Overview
The site found here is a simple site but sometimes I would find it not running after a few hours or days later. Without any logging it made it impossible to understand why it would crash.
Adding Logging
So I made some changes to the code base to add on logging, and importantly, log those to a file so I can view them once I notice the site is no longer running.
The important parts here are the changes to the config/prod.exs
import Config
config :logger, :default_handler,
config: [
file: ~c"logs.log",
filesync_repeat_interval: 5000,
file_check: 5000,
max_no_bytes: 10_000_000,
max_no_files: 5,
compress_on_rotate: true
],
format: "$date $time $metadata[$level] $message"
This configuration allowed for the logger to pipe its logs to a file instead of the standard out. This configuration is only for running in prod
. So when running locally the logs will still be sent to the terminal.
So with the logs in place I pushed out a new build and waited for the crash to happen again.
Not Enough Logging
Eventually the site did crash again and when I went to check the logs all that I saw was a message from the runtime saying that the application is shutting down with no reason why
Although this wasn't much to go off of it did give me something worthy to search for.

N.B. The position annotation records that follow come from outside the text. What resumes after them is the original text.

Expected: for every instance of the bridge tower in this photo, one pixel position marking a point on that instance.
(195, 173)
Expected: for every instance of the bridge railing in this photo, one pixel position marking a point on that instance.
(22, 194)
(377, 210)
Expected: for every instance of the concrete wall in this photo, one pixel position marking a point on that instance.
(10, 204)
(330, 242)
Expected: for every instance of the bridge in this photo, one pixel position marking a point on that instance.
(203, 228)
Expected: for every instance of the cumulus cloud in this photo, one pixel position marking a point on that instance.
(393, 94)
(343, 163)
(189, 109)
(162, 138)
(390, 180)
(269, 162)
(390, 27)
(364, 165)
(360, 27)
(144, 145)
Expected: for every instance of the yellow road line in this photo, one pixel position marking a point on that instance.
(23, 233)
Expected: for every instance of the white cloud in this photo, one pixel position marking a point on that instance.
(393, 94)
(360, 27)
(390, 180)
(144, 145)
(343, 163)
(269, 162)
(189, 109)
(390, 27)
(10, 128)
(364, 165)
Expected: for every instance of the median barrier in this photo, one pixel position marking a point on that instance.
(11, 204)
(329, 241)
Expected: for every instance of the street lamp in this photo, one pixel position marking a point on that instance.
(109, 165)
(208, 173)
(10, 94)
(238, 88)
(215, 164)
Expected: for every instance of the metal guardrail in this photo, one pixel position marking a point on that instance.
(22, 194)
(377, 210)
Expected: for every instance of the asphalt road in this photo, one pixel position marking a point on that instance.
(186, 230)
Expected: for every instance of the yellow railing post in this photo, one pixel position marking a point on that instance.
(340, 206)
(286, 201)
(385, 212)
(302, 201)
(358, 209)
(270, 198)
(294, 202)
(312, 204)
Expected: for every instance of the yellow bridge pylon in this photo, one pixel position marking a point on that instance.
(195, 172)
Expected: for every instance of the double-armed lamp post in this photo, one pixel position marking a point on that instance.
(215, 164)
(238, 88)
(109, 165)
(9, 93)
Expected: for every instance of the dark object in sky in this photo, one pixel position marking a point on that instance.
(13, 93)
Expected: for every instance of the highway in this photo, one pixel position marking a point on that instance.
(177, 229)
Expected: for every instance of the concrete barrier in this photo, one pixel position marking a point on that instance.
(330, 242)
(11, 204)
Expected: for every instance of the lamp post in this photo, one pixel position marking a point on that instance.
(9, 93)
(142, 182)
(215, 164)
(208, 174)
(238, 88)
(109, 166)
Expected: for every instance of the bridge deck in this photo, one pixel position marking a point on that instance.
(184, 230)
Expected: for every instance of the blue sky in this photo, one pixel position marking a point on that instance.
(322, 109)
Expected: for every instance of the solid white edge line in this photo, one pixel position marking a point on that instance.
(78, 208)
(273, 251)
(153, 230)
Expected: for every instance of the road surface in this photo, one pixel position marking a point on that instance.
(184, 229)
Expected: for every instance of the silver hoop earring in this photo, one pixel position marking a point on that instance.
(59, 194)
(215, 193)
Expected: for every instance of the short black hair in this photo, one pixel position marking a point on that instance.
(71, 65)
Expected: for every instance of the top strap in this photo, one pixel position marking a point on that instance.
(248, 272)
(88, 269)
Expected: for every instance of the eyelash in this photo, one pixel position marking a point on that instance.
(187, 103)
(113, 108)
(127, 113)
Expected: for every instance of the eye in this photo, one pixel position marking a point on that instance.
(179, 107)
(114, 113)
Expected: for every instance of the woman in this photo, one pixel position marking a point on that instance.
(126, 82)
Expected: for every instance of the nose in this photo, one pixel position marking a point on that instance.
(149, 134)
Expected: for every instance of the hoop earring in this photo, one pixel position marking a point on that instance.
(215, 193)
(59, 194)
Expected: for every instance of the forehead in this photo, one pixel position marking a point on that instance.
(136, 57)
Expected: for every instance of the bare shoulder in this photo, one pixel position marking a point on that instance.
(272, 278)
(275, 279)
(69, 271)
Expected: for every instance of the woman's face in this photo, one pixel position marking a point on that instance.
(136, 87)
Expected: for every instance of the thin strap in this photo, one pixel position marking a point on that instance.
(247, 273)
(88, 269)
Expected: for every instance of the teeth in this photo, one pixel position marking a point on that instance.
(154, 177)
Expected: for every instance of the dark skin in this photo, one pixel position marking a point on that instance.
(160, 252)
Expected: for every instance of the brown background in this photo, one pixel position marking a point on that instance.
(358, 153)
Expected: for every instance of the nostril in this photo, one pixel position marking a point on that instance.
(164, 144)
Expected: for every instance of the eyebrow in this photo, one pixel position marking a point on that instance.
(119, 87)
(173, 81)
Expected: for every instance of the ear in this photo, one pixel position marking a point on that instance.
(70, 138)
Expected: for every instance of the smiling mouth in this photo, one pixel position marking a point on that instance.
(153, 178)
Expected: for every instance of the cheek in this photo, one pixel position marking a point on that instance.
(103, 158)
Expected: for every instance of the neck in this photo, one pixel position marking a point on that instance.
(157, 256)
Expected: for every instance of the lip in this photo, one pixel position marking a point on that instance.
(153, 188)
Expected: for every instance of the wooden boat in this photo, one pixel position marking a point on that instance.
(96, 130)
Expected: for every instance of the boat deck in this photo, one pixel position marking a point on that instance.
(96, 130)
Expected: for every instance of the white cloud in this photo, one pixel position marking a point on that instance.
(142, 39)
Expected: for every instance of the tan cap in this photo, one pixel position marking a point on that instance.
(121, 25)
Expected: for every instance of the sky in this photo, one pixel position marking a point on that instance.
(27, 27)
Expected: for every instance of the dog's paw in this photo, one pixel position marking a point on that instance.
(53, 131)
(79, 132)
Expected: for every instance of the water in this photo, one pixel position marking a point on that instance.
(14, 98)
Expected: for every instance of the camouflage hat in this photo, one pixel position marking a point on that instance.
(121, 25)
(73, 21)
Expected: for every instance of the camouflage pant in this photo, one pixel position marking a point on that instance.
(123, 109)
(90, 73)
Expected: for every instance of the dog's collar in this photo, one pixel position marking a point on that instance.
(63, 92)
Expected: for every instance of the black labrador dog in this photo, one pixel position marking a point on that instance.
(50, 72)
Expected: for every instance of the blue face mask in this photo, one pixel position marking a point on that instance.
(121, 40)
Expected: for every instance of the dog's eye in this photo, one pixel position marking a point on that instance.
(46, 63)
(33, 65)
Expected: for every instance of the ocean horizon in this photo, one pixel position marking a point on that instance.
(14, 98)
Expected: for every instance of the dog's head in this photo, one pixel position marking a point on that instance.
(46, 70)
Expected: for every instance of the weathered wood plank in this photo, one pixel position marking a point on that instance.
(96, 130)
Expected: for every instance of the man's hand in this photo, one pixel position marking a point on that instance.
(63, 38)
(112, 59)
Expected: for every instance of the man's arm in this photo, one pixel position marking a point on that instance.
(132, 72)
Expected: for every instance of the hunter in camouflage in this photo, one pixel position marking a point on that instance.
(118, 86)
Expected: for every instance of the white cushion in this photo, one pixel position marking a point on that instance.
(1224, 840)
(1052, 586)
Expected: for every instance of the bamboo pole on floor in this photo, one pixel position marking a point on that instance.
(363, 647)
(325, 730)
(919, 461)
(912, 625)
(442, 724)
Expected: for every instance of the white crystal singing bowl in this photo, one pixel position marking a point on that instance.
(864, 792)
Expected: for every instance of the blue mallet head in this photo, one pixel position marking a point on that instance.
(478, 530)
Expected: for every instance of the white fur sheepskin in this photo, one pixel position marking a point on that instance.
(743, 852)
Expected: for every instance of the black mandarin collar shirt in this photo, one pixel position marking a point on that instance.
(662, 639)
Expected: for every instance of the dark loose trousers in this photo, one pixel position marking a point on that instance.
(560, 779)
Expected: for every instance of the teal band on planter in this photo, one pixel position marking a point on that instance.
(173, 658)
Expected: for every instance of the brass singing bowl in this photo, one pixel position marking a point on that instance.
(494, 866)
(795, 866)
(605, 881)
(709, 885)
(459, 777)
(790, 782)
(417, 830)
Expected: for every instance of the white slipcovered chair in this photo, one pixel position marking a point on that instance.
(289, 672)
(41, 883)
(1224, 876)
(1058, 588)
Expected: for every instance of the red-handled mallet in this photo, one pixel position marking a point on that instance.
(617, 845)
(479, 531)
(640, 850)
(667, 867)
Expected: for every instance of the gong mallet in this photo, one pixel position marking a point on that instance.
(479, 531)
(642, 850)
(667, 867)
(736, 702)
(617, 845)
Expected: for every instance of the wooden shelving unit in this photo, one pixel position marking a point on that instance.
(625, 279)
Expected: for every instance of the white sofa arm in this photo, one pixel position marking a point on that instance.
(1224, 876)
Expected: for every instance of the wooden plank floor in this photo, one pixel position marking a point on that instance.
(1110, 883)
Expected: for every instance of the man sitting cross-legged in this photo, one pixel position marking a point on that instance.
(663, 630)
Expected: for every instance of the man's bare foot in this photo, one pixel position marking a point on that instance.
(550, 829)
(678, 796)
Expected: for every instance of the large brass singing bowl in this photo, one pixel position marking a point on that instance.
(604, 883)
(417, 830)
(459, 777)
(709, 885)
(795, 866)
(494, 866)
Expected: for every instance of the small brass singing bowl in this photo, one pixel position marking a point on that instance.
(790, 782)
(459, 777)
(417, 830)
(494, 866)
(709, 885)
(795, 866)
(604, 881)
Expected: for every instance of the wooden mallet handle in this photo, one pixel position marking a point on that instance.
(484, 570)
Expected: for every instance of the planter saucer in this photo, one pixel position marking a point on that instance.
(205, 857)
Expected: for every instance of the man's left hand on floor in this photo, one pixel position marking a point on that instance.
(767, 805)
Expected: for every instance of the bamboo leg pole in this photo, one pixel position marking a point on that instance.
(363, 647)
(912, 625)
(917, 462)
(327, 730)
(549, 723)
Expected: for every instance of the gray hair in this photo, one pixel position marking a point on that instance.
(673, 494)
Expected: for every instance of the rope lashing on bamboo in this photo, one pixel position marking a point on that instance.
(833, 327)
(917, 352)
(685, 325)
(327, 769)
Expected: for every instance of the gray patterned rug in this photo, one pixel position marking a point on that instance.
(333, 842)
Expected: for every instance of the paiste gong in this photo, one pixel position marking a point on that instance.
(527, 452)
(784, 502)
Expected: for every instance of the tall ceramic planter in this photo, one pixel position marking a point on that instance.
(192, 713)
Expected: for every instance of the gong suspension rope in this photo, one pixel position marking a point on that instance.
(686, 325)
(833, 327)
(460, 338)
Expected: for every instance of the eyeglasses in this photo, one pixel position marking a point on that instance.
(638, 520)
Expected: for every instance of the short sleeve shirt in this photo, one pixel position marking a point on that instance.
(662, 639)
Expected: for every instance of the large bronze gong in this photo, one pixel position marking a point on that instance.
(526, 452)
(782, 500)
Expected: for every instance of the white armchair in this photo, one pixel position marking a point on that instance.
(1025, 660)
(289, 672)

Shortly after beginning my search I learned about two logger configuration flags to use
handle_otp_reports
- This is true by default and is basically allow piping of Erlang and OTP logs, as I understand it.
handle_sasl_reports
- This is not true by default and for it to be enabled handle_otp_reports
must be true. This option allows for crash reports of supervisors.
So with this new knowledge I made those configuration changes and started a new build
Figuring Out the Issue
Eventually the site crashed again and this time the logs had something. I unfortunately do not have the logs anymore but once I read them it was pretty obvious what was going on and I also find a GitHub issue that relates.
In short the issue was that the site's connection to Bluesky was dropping thus the websocket would try to re-connect quickly afterwards, however Bluesky wasn't ready to accept the request. This loop would happen every quickly and eventually Erlang/OTP would kill the supervisor for misbehaving.
The solution to work around this issue was move the websocket connection in its own process and add some connection backoff logic.